As far as age I really dont know how to tell how old they are. I figure it varies.. BTW Welcome to the site!!

Here is some pics of my Elong


----------



## Gerrad (Jan 5, 2008)

VinceC_69 said:


> Hey all i just got my new Serrasalmus elongatus, hes about 4 1/2 - 5 inches.
> 
> How old is he at this current size?
> 
> ...


I read somewhere, that in captivity. Elong's only get up to 8 inch's. I have a blk mask elong. He's sweet! I'm going to sell him though. Looking to buy a gold rhom. They grow slow, like rhom's. I've had mine, since last oct. He look's like maybe a half inch bigger, then when i first got him. 
Enjoy him. Is he a black mask?


----------



## db04ph (Jan 27, 2009)

nice elong
tons of pictures in the picture forum


----------



## CLUSTER ONE (Aug 2, 2006)

VinceC_69 said:


> Hey all i just got my new Serrasalmus elongatus, hes about 4 1/2 - 5 inches.
> 
> How old is he at this current size? * probably a year or two*
> 
> ...


----------



## CyberGenetics (Mar 29, 2009)

Hey all, Thanx so much for the info. I thought they would grow very slow







but that's OK that just means his 60g tank will last him longer









I'm not new to piranhas in general, i had RBP's for 1 year and got sick of never seeing them, they were so skittish and would not eat in front of me. I always wanted a elong but couldnt ever find 1 in my area so i switched to cichlids for the past 2 years, I had the most amazing collection of africans about 300$ worth and this weakend i finally found a elong and he came right home with me on the spot!! hahaha







( sold all the cichlids to my freind )

And im not the kind of person that feeds feeders, I usally liked to feed my old RBP uncooked shrimp and different types of uncooked fish. I heard that elongs are harder to get off live foods so hes gonna have to starve for a bit till he learns lol.
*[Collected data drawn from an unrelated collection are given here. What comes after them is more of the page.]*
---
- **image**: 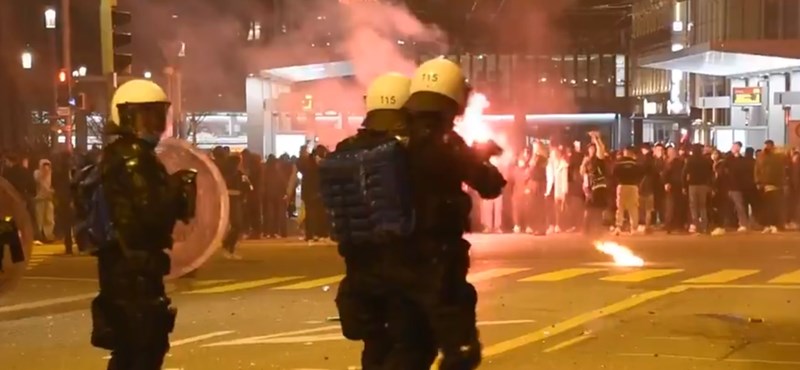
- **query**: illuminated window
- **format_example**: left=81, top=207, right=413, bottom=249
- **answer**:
left=247, top=21, right=262, bottom=41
And i was not aware that the black mask was different from the "normal elong"? what is the difference so i can tell if mine is or not? I thought it was just another name for them.

And 10-20 years??? that's the best news i ever heard!!!


----------



## db04ph (Jan 27, 2009)

too early to tell if its black mask
usualy ppl dont keep em long tho, they get boored with a single serra, i just got mine about 2 months ago, nothing exciting but i am keeping him for a while. u can check out my videos in the picture forum


----------



## gtc (Nov 5, 2008)

The way i see it, it depends.I was told an elong can obtain 5" in the wild in a year, but if an elong was wild caught at around 3" then it would take a year or two to reach 5". If he was caught at 5", it's possible that he's around a year or a little over.


----------